Umm Sayyaf, la veuve d’un responsable de Daech a aidé la CIA à traquer Baghdadi

C’est au domicile d’Umm Sayyaf et de son mari, Abou Sayyaf, que le leader de l’État islamique venait enregistrer plusieurs de ses messages de propagande. Incarcérée en Irak et condamnée à mort, la jeune femme de 29 ans a confié au Guardian qu’elle a dévoilé des secrets de l’organisation djihadiste aux services américains.
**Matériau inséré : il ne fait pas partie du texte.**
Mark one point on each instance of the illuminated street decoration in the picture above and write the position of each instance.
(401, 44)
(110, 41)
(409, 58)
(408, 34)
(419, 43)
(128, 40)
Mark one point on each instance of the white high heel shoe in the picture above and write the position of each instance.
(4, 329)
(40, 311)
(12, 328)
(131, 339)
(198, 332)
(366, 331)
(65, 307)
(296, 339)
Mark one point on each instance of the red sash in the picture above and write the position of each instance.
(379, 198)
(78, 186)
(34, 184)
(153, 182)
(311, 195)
Elle était l’une des femmes les plus influentes de l’État islamique (aussi appelé Daech). Désormais aux mains des autorités irakiennes, Nisrine Assad Ibrahim, plus connue sous le nom d’Umm Sayyaf, aurait aidé la CIA (l’agence de renseignement américaine) dans sa traque du leader djihadiste Abou Bakr al-Baghdadi, toujours en fuite, selon des informations du Guardian . C’est notamment ce qu’a confirmé cette jeune femme de 29 ans lors de sa première interview depuis sa capture il y a quatre ans en Syrie.
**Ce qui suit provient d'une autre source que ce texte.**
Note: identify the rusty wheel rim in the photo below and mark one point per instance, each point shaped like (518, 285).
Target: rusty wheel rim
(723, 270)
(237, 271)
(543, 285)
Connu en Occident pour avoir été chargée de recruter des femmes et d’organiser l’esclavagisme sexuel dans le «califat», Umm Sayyaf, la femme d’Abou Sayyaf – un haut dirigeant de Daech tué en mai 2015 lors d’un raid des forces armées américaines -, aurait, selon le quotidien britannique, aidé les renseignements américains et les forces kurdes à dresser une liste des mouvements, des cachettes et des réseaux de al-Baghdadi. En février 2016, elle a ainsi identifié une maison à Mossoul dans laquelle al-Baghdadi aurait séjourné. Finalement, les Américains n’avaient pas mené une frappe contre cette cachette par crainte des victimes civiles dans un quartier densément peuplé. «Je leur ai dit où se trouvait la maison. Je savais qu’il était là parce que c’était l’une des maisons qui lui avaient été fournies et l’un des endroits qu’il aimait le plus», a-t-elle déclaré au Guardian.

Son mariage et son pedigree djihadiste – sa famille faisait partie intégrante de la direction de Daech – lui avaient permis d’être plus proche de al-Baghdadi que presque toutes les autres femmes de l’organisation djihadiste. En tant qu’une des femmes les plus importantes de l’organisation, elle avait parfois accès à des réunions et à des discussions personnelles et était présente à plusieurs reprises lorsque al-Baghdadi a enregistré des messages de propagande audio au domicile qu’elle partageait avec son mari. «Il avait l’habitude de faire cela dans notre salon à Taji (une ville du centre de l’Irak, NDLR)», a-t-elle déclaré. «Mon mari était alors le responsable des médias [de l’État islamique], et al-Baghdadi lui rendait visite fréquemment».

«Je leur ai montré tout ce que je savais»

Le raid de mai 2015 qui a tué son mari, Abou Sayyaf – Fathi Ben Awn Ben Jildi Murad Al Tunisi de son vrai nom -, et dans lequel Umm Sayyaf a été capturé a marqué un tournant dans la guerre contre l’État islamique. Abou Sayyaf avait dirigé des forces qui avaient réquisitionné les installations e production de pétrole en Syrie et utilisé les recettes pour financer la consolidation et l’expansion du groupe terroriste dans l’est de la Syrie et l’ouest de l’Irak. Sa mort a paralysé les flux de trésorerie du groupe terroriste et a ralenti son élan.